When bars cash in on the trivia trend – whether it’s a neighborhood watering hole or a bustling college hangout – sales on food and alcohol tend to soar due to an increase in foot traffic. Take a ho-hum weeknight and turn it into THE place to be with a few simple additions: an emcee with a microphone hook-up, maybe a couple of television monitors, and some free promotional posts on your restaurant’s social media channels (you’ve got social media channels, right?). Tailor the trivia content to the topic of your choice: the more random the better, that way, everybody can get involved. Sweeten the pot by doling out prizes like cash jackpots, free drinks, or dining room discounts. With trivia events, the growth opportunities are truly endless.
5. Take it outside
The introduction of COVID-19 to the in-store dining experience caused many establishments to make a huge and lasting pivot in early 2020. While some bars and restaurants were able to cope with the changes, others are still struggling to get back to where they were. Fortunately, this simple idea is relatively cost-effective and easy to implement in time for warmer weather.

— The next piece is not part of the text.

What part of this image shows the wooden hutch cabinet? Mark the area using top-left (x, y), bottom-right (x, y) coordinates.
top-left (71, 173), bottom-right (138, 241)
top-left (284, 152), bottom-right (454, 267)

Because of coronavirus, you’ll likely find that a lot of people still prefer to sit outside when eating or drinking, provided your bar has an outdoor patio area. If not, consider dedicating some space to an alfresco area – not only does it accommodate more patrons (which equals more income), but benches and communal picnic tables set spaciously outside your bar during warmer months is a great way to encourage longer periods of socializing and drinks ordering.
6. Start a loyalty program
As an owner of a small-town bar, you know the importance of your local audience. Repeat business is the lifeblood of independent bars. If you’re hoping to increase this type of engagement, you might think about putting together a loyalty program that not only rewards repeat business, but one that also grows traffic and encourages multiple weekly or monthly visits.
These types of programs are cheap to assemble, and easy to implement into most current POS systems. Plus, they are a great way of increasing customer satisfaction, encouraging visitors to choose your bar as their venue over other big-city spots while also strengthening their long-term loyalty to your brand. The choice is yours: do you want your program to be based around accumulated points, or on how often your regulars visit? If these regulars tend to come in on busy nights, tailor your loyalty program to offer discounts or personalized service to get them to come in on less busy nights. After all, people tend to spend more at a bar where they feel more likely to have fun.
There you have it! A handful of effective and highly engaging tips for increasing sales and traffic at your small-town restaurant or bar business. With these practices in place, and with the rise in competitive socializing activities continuing to climb, you can now work towards growing profits on otherwise uneventful evenings. Cheers to that!